Despite the high stakes, there is little optimism in Springfield that leaders will succeed in passing a deal by the end of the year. Gov. Rod Blagojevich has called nearly 20 special sessions since the regular spring session expired on May 31, and lawmakers each time moved no closer to compromise with each other or with the governor.

“What I’m anticipating is that the speaker is gonna pass a plan out, and then the Senate might pass another plan out and we’re right back where we are right now,” says Sen. J. Bradley Burzynski (R-Sycamore), assistant minority leader and a member of the Senate Education Committee.

Then again, last week’s federal indictment of Chris Kelly, a close Blagojevich friend and the governor’s former campaign finance chairman and adviser on gambling matters, promises to make any push for more gambling an especially sensitive affair. Kelly was indicted on tax fraud charges related to gambling debts.

Madigan had planned to convene the House this week to vote on his plan, but cancelled the session after the charges against Kelly were filed. The Senate also does not intend to meet this week.

Waiting on the governor

Meanwhile, a crucial deadline for school funding is on the horizon. Jan. 4 is “D-Day” for a 2007-08 budget implementation bill, which raises the state’s foundation level by $400 per pupil and allow the Illinois State Board of Education to release $617 million earmarked for schools, an increase of $315 million over last year. The foundation level will increase to $5,734 from $5,334.

Overall, CPS stands to get just under $147 million from the state, according to ISBE data.

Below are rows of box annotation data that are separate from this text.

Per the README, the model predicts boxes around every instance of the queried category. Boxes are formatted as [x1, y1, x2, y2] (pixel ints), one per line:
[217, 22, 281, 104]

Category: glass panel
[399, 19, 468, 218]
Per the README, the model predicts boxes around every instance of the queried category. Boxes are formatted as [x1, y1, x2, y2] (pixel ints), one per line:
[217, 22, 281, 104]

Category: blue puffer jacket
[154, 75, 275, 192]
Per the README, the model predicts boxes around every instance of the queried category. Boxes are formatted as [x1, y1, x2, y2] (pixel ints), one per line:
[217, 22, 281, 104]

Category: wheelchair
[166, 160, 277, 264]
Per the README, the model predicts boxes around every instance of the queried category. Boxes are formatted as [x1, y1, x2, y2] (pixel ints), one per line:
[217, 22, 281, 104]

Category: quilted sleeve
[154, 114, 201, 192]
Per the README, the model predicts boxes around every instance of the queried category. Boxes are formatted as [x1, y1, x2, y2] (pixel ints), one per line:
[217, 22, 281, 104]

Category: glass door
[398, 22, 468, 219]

Legislators passed the bill and sent it to Gov. Rod Blagojevich on Nov. 5, but it remains in limbo on the governor’s desk. Blagojevich has said nothing about the measure, other than that he is “looking at it.”(The measure covers other matters besides education funding.) The governor may sign it into law or simply ignore it, in which case it automatically becomes law on Jan. 4. If he uses his veto power to amend any part of it, the entire measure will go back to lawmakers, who would need to decide whether to override that veto. If lawmakers can’t agree whether to accept or override the governor’s changes, they would need to begin anew with another plan.

If the bill doesn’t become law, it would be “a disaster,” says Pedro Martinez, director of the CPS Department of Management and Budget. A worst-case scenario might include mid-year budget cuts, since the district would not get any of the additional state funds that officials took into consideration when crafting the budget.

“There’s no way we could continue what we’re doing now,” Martinez says.

Passing and enacting the budget implementation bill is typically a mere formality carried out in conjunction with passage of the state’s budget. But the political feud that raged all year between Blagojevich, Madigan and Senate President Emil Jones—all Democrats—has dominated matters large and small at the Capitol. Action on major initiatives has all but come to a standstill amid posturing and tit-for-tat games.

With all the acrimony, lawmakers failed to restore myriad grants Blagojevich vetoed from the budget in August, including a number of grants to schools. The governor specifically nixed grants secured by Madigan and House Democrats, while preserving grants sought by his ally Jones and other Senate Democrats. Madigan pushed to restore the grants, but Jones blocked that effort.

The grants could be restored in any capital plan brokered this year, but it’s not clear whether Blagojevich would allow that.

The legislative timetable effectively starts over on Jan. 1 and that means Madigan has an incentive to run out the clock. Come Jan. 1, it takes only a simple majority vote in the House and Senate to approve most bills. Before then, it takes a three-fifths majority vote because lawmakers are in overtime. Madigan could advance his gambling plan without a single Republican vote, for instance, come January.